日本ローカルのプロジェクトと異なり、グローバルプロジェクトでは、多様な組織・地域・タイムゾーン・文化・言語のバックグラウンドを持つステークホルダーで構成されることがほとんどです。そのような特徴をもつグローバルプロジェクトですから、プロジェクトを進めていくうちに、多くの認識の齟齬(そご)、抜け漏れが発生しやすく、説明工数の増大などが発生し、工数のリカバリーが困難を極めます。

 よって、できる限りコミュニケーションをシンプルかつ認識の齟齬、抜け漏れが発生しないように、トレーサビリティーを確保する仕掛けを作り、お互いの意識を繋げることこそが、グローバルプロジェクト成功の秘訣なのです。

 ある会社でこんなことがあった。

 関西のメーカー系システム会社A社は、親会社からの依頼により、海外支社に日本で新たに導入したあるパッケージシステムの展開するプロジェクト受注した。

 プロジェクトリーダーの矢崎(仮名)は、オフショアを使った開発経験はあるが、ユーザー側が海外メンバーとなるプロジェクトでしかも要件定義からの参画は初めての経験だった。

 オフショア開発で培った経験を生かし、要件定義を開始する前にコミュニケーション計画・ルールを定義し、海外支社側のメンバーとも合意を得た。
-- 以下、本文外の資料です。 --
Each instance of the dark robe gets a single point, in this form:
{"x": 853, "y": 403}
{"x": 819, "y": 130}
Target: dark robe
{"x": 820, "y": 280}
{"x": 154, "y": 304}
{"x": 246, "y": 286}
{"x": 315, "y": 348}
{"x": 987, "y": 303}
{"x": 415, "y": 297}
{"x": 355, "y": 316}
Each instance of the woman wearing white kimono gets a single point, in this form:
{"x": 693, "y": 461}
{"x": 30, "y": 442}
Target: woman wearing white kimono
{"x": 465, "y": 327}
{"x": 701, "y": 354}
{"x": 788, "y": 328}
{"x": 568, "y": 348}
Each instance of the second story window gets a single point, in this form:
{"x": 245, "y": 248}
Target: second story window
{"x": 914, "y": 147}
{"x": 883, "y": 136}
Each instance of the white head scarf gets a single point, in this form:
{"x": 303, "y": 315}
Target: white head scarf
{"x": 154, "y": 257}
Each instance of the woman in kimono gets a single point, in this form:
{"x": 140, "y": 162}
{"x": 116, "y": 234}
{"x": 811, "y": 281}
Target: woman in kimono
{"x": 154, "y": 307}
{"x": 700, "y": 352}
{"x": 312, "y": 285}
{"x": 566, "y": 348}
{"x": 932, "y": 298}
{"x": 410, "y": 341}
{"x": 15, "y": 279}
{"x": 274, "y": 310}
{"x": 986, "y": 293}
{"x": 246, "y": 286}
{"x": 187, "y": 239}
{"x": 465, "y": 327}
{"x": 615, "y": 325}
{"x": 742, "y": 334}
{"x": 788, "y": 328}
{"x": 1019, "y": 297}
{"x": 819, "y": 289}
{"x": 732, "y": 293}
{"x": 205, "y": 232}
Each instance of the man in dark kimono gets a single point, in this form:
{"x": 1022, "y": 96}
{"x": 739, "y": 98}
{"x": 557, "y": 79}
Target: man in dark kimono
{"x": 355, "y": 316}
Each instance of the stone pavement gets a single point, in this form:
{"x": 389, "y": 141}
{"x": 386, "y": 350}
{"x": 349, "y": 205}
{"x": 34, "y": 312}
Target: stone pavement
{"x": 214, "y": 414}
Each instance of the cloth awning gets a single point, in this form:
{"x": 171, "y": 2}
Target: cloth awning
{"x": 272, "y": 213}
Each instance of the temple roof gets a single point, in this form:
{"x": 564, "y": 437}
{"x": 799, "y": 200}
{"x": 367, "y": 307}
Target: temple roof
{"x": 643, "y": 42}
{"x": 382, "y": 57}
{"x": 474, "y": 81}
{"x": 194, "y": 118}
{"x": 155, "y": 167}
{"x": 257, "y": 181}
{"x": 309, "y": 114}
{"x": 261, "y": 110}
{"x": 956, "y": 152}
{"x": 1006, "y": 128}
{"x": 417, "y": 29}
滑り出しはスムーズに進んだ。

 ところが、ユーザー側とのコミュニケーションは英語かつ、拠点が離れているため、プロジェクトが進むにつれ、ユーザーやメンバー間の認識齟齬や行き違いなどが発生し始め、次第にミスや抜け漏れなどの問題が頻発するようになってきた・・・。

ユースケース、機能、ドキュメントを関連付けよう

 要件定義では、ユーザーからの要求は、ユースケースなどを使って具体化し、ユースケースごとに、必要機能を明確化する作業が中心となります。当たり前のことですが、これらをきちんと整理している現場ほど、ミスが少なく、プロジェクトは円滑に進みます。しかし、グローバルプロジェクトにおいて、これら3つの要素をきちんと整理・管理して、プロジェクト全体で共有出来ている現場は以外と少ないものです。